Ist der Pflichtteilsberechtigte insolvent und strebt er die Restschuldbefreiung nach § 296 InsO an, stellt es nach h.M. keine Obliegenheitsverletzung dar, wenn er einen ihm zustehenden Pflichtteilsanspruch nicht geltend macht.[273] Soweit er aber auf seinen Pflichtteil Zahlungen (oder sonstige Leistungen) erhält, hat er davon die Hälfte an seine Gläubiger abzuführen (§ 295 Abs. 1 Nr. 2 InsO). War der Anspruch zum Zeitpunkt der Eröffnung des Insolvenzverfahrens bereits anerkannt oder (wenigstens) rechtshängig, zählt der Pflichtteil insgesamt zur Insolvenzmasse.[274]

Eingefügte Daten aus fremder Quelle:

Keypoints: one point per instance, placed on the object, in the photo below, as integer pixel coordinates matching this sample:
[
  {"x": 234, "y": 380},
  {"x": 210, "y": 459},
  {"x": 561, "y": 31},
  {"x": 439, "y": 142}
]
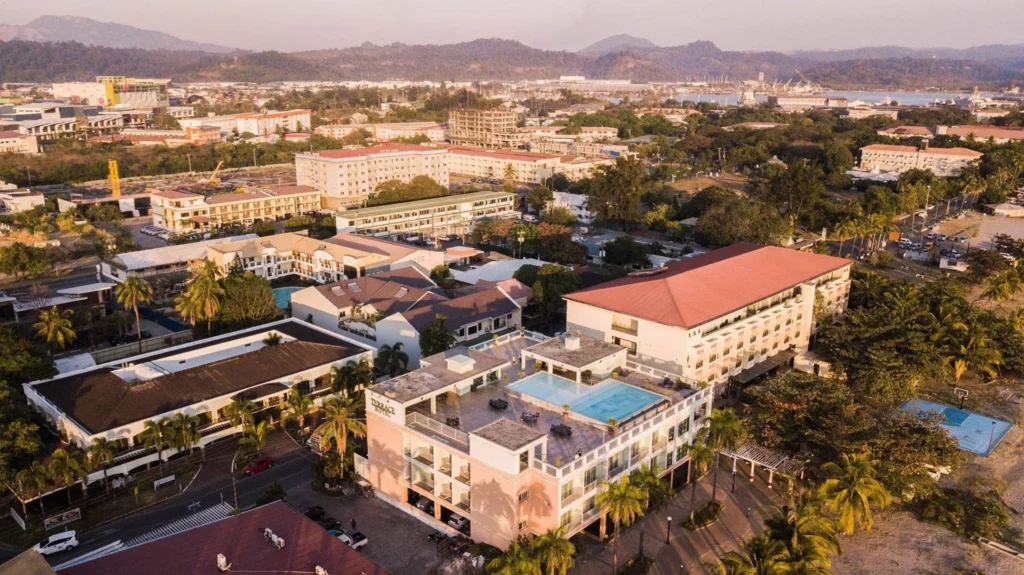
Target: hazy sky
[{"x": 568, "y": 25}]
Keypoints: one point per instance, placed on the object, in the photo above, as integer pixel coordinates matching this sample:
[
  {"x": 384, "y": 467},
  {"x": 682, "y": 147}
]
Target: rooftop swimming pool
[
  {"x": 976, "y": 433},
  {"x": 601, "y": 402}
]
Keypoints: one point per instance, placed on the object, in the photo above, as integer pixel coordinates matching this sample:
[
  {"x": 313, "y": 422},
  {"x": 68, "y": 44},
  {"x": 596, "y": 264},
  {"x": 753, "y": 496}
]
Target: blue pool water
[
  {"x": 976, "y": 433},
  {"x": 283, "y": 296},
  {"x": 608, "y": 399}
]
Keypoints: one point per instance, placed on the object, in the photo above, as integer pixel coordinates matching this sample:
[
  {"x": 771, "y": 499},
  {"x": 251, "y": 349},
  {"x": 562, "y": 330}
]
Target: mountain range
[{"x": 58, "y": 54}]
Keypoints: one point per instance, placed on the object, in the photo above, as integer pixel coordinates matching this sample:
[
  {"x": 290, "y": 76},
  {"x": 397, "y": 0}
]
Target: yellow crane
[{"x": 115, "y": 178}]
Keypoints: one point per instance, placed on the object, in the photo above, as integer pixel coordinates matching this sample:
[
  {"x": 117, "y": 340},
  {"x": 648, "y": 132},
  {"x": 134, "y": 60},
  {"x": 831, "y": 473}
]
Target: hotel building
[
  {"x": 182, "y": 211},
  {"x": 728, "y": 315},
  {"x": 519, "y": 447},
  {"x": 348, "y": 177},
  {"x": 449, "y": 215}
]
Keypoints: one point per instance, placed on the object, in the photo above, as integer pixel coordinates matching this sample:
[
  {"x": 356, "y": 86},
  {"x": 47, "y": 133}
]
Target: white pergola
[{"x": 774, "y": 461}]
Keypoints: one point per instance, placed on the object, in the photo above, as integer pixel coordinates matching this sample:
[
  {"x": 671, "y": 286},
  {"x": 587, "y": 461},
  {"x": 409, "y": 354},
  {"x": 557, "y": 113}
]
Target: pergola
[{"x": 774, "y": 461}]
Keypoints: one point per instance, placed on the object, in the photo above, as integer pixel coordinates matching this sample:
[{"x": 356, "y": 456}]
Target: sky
[{"x": 558, "y": 25}]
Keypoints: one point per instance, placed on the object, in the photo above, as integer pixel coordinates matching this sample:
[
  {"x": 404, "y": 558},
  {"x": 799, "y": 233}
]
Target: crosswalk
[{"x": 195, "y": 520}]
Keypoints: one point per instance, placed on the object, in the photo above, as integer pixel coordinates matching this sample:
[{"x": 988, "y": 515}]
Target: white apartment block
[
  {"x": 449, "y": 215},
  {"x": 940, "y": 161},
  {"x": 517, "y": 446},
  {"x": 348, "y": 177},
  {"x": 712, "y": 317}
]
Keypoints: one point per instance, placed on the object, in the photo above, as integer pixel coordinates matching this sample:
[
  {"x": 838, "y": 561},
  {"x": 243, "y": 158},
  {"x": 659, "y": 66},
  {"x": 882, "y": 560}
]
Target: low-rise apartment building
[
  {"x": 517, "y": 435},
  {"x": 940, "y": 161},
  {"x": 449, "y": 215},
  {"x": 182, "y": 211},
  {"x": 383, "y": 132},
  {"x": 348, "y": 177},
  {"x": 712, "y": 317},
  {"x": 201, "y": 379}
]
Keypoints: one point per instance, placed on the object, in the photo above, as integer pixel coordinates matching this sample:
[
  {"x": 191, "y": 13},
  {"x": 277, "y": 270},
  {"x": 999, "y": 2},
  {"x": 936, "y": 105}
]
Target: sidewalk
[{"x": 688, "y": 547}]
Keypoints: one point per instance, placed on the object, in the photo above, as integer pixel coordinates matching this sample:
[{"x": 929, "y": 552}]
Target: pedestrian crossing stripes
[{"x": 193, "y": 521}]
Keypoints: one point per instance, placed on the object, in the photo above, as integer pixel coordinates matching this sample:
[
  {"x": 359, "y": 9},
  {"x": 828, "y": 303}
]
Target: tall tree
[{"x": 133, "y": 293}]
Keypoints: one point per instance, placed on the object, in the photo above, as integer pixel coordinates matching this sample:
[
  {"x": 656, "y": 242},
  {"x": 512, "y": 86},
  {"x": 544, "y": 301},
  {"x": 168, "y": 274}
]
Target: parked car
[
  {"x": 57, "y": 542},
  {"x": 258, "y": 465},
  {"x": 353, "y": 539}
]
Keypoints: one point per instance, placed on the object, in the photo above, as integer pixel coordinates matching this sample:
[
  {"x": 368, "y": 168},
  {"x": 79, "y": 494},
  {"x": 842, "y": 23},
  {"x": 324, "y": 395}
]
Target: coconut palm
[
  {"x": 623, "y": 503},
  {"x": 133, "y": 293},
  {"x": 725, "y": 432},
  {"x": 240, "y": 411},
  {"x": 515, "y": 561},
  {"x": 256, "y": 438},
  {"x": 851, "y": 490},
  {"x": 391, "y": 359},
  {"x": 70, "y": 466},
  {"x": 758, "y": 556},
  {"x": 54, "y": 326},
  {"x": 297, "y": 406},
  {"x": 554, "y": 551},
  {"x": 339, "y": 421},
  {"x": 39, "y": 478},
  {"x": 101, "y": 453},
  {"x": 157, "y": 435}
]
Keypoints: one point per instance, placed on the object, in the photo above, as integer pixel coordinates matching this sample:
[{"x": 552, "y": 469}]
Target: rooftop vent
[
  {"x": 460, "y": 363},
  {"x": 572, "y": 343}
]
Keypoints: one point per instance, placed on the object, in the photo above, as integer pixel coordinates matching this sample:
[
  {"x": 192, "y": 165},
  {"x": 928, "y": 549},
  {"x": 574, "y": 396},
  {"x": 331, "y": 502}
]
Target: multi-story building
[
  {"x": 115, "y": 400},
  {"x": 349, "y": 177},
  {"x": 383, "y": 132},
  {"x": 519, "y": 447},
  {"x": 712, "y": 317},
  {"x": 182, "y": 211},
  {"x": 487, "y": 128},
  {"x": 450, "y": 215},
  {"x": 939, "y": 161},
  {"x": 12, "y": 141}
]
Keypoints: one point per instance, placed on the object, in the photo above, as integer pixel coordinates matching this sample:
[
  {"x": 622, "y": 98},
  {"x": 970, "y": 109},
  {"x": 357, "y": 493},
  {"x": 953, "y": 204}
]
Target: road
[{"x": 293, "y": 469}]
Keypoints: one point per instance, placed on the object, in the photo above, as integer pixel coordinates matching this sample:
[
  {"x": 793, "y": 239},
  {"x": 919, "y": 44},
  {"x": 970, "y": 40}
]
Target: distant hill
[
  {"x": 617, "y": 43},
  {"x": 92, "y": 33}
]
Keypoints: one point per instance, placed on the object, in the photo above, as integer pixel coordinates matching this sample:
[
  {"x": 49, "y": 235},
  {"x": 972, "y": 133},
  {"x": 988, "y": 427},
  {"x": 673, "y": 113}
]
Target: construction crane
[
  {"x": 115, "y": 178},
  {"x": 214, "y": 180}
]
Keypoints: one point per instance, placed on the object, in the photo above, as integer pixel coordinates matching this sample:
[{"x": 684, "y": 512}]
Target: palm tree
[
  {"x": 655, "y": 491},
  {"x": 256, "y": 438},
  {"x": 240, "y": 411},
  {"x": 133, "y": 293},
  {"x": 851, "y": 489},
  {"x": 157, "y": 436},
  {"x": 54, "y": 326},
  {"x": 725, "y": 432},
  {"x": 339, "y": 421},
  {"x": 101, "y": 452},
  {"x": 40, "y": 478},
  {"x": 758, "y": 556},
  {"x": 701, "y": 455},
  {"x": 185, "y": 430},
  {"x": 69, "y": 466},
  {"x": 296, "y": 406},
  {"x": 623, "y": 503},
  {"x": 554, "y": 551},
  {"x": 515, "y": 561},
  {"x": 391, "y": 359}
]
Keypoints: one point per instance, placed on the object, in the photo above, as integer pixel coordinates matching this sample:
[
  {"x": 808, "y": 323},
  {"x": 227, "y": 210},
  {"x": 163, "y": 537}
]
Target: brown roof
[
  {"x": 241, "y": 540},
  {"x": 460, "y": 311},
  {"x": 698, "y": 290},
  {"x": 99, "y": 400}
]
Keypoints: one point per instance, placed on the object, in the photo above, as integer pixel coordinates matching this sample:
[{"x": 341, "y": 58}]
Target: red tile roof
[
  {"x": 698, "y": 290},
  {"x": 241, "y": 540}
]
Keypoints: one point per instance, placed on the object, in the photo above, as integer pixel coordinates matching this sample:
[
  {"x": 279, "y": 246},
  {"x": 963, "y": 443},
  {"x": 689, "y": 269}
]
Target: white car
[
  {"x": 353, "y": 539},
  {"x": 57, "y": 542}
]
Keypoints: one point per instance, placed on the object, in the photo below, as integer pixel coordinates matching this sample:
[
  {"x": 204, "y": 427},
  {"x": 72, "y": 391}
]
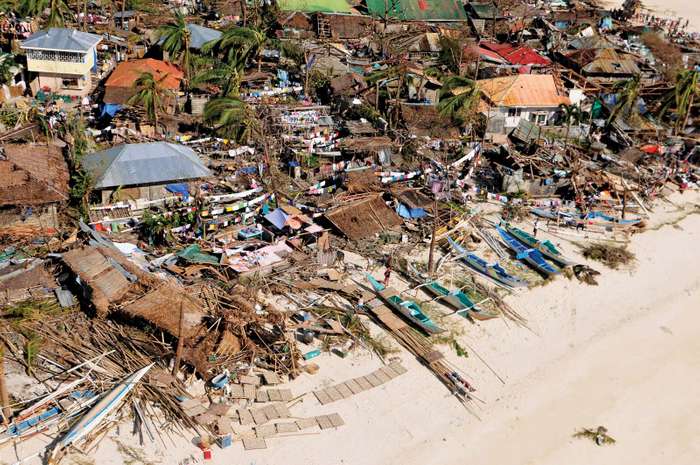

[271] BGH NJW 2011, 1448; Palandt/Weidlich, § 2317 Rn 8.
[272] BGH ZEV 2006, 76; OLG Hamm RNotZ 2013, 307, 310.
[273] BGH ZEV 2013, 268, 269; BGH ZEV 2011, 327; BGH ZEV 2009, 469; Horn, in: MAH Erbrecht, § 29 Rn 63; Muscheler, Erbrecht, Rn 4139.